Plaidoirie muette

5 mai 2019 à 13:51

Il y a les reviews de pilote écrites avant même d’avoir ouvert un onglet. Ces reviews qui semblent apparaitre à l’écran en même temps que l’épisode vu, comme si les mots s’affichaient à la place des sous-titres. On sait ce qu’on en pense, on sait ce qu’on veut en dire.
Et puis il y a l’autre type de review. Le genre de review qui fait la difficile, qui refuse de sortir, qui se calfeutre dans un mutisme agaçant.

Le pire c’est qu’il n’y a pas toujours de bonne raison à cela. La série ne semble en soit pas mauvaise.

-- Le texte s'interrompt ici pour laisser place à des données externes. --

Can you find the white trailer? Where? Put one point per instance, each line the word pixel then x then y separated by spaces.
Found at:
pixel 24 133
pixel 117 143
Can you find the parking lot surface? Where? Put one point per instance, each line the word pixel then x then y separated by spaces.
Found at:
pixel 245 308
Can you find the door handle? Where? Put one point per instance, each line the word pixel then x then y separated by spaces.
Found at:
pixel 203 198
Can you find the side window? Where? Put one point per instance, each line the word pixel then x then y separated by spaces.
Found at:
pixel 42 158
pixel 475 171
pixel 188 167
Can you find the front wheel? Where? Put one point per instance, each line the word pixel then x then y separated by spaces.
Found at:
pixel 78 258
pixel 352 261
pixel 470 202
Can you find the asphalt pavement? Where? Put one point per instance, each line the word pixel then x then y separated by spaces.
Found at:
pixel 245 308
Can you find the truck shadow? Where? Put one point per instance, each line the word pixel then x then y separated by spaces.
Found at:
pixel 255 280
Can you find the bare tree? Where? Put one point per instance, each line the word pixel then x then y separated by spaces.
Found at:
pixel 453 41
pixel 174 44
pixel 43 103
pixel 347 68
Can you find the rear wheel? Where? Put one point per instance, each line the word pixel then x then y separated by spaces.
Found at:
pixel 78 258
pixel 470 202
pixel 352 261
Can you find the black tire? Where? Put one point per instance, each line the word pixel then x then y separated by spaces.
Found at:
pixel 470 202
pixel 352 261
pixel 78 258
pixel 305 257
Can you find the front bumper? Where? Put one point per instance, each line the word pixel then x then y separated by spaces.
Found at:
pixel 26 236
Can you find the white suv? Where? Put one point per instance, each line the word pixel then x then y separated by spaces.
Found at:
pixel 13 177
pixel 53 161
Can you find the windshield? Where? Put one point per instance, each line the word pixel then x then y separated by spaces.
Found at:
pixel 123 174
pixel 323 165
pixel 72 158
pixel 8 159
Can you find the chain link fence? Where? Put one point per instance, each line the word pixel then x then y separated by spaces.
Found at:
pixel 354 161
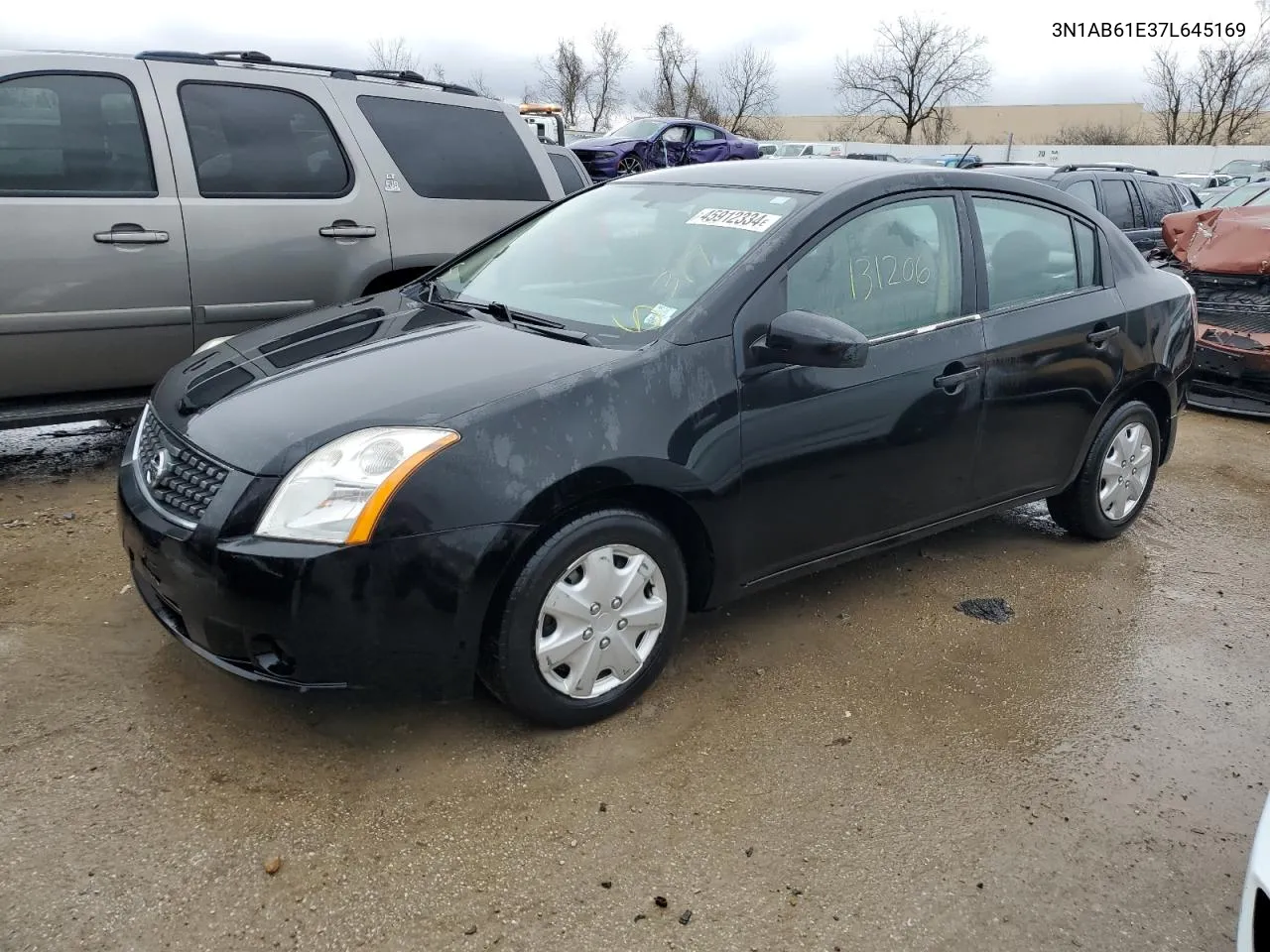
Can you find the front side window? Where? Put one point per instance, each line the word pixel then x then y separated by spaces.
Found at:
pixel 887 271
pixel 454 151
pixel 622 261
pixel 261 143
pixel 72 135
pixel 1030 252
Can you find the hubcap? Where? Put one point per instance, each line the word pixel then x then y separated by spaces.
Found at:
pixel 1125 471
pixel 601 621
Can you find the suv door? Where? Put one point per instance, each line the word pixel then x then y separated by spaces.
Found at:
pixel 94 289
pixel 281 216
pixel 1055 329
pixel 838 457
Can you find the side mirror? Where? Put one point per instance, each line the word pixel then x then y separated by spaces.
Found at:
pixel 808 339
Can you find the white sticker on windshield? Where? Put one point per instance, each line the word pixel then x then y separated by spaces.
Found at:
pixel 731 218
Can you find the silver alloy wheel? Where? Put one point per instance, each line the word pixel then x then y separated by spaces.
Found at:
pixel 1125 470
pixel 601 621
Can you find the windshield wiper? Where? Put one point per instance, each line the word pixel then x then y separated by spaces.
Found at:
pixel 531 321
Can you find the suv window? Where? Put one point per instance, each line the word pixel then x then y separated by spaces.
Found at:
pixel 1161 199
pixel 72 135
pixel 454 151
pixel 570 178
pixel 890 270
pixel 1083 189
pixel 1030 252
pixel 1120 203
pixel 261 143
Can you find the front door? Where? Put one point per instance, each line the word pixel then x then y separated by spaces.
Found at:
pixel 1056 336
pixel 94 290
pixel 280 214
pixel 835 458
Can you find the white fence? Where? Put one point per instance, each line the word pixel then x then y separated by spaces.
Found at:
pixel 1167 160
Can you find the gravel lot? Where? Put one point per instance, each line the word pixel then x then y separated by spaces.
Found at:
pixel 847 763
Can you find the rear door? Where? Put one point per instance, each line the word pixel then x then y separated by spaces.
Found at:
pixel 280 213
pixel 94 293
pixel 1056 334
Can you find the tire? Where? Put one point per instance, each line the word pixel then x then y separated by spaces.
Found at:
pixel 1079 508
pixel 509 664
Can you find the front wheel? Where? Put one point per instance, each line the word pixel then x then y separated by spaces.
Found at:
pixel 589 621
pixel 1116 477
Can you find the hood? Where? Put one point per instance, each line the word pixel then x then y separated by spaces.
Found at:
pixel 266 399
pixel 595 145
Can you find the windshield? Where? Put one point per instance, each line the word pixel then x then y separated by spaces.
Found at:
pixel 640 128
pixel 622 261
pixel 1239 195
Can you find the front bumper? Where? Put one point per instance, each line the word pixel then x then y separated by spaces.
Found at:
pixel 402 613
pixel 1254 929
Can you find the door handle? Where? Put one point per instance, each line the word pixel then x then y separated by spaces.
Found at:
pixel 347 229
pixel 1102 334
pixel 952 381
pixel 130 234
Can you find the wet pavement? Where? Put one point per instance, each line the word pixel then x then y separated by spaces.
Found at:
pixel 846 763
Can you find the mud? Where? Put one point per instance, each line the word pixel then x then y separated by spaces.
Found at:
pixel 847 763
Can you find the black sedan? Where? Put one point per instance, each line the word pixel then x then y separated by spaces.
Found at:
pixel 645 400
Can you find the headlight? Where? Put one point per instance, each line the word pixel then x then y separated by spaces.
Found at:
pixel 338 493
pixel 209 344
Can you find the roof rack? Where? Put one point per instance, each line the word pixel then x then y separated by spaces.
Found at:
pixel 1109 167
pixel 253 58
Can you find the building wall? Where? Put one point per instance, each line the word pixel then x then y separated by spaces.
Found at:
pixel 988 125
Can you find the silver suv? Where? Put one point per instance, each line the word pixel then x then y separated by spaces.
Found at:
pixel 151 203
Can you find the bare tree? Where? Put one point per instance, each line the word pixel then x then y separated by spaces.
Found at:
pixel 679 86
pixel 1222 98
pixel 915 67
pixel 1095 134
pixel 566 79
pixel 477 85
pixel 393 55
pixel 747 91
pixel 603 93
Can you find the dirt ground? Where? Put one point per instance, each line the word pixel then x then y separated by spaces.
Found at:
pixel 847 763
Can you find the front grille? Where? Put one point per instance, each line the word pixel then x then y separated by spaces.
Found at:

Elle n’a juste laissé aucune impression marquante… mais qui est en faute au juste ?
Aber Bergen, un legal drama norvégien, semblait pourtant m’être destiné.

Surtout que j’ai une grande affection pour les legal dramas. C’est un genre qui exige rien moins qu’une intelligence extrême et raffinée pour réussir ; dés qu’une série met en scène des avocats, qu’ils plaident ou non, l’habileté intellectuelle est un pré-requis. Tout simplement parce que la profession dont il est question implique de maîtriser des subtilités de raisonnement et de langage qu’un scénariste doit être capable non seulement de retranscrire, mais surtout d’imaginer (évidemment certains ont un avantage évident s’ils ont été avocats par le passé, et David E. Kelley est l’exemple le plus frappant en la matière). Trouver la bonne stratégie pour un dossier, plaider avec le bon argument qui fera mouche, négocier âprement avec la partie adverse… autant de choses essentielles qu’un personnage d’avocat doit accomplir à longueur de saison, et qu’un scénariste ne peut se permettre d’écrire avec les pieds sans quoi c’est la légitimité du protagoniste qui est ruinée.
Ce type de défi rend le legal drama excitant à regarder (et pas juste à découvrir, d’ailleurs). Voir jusqu’où les scénaristes pousseront la finesse d’esprit est un régal. Plusieurs de mes plus longues histoires téléphagiques ont été vécues avec des legal dramas.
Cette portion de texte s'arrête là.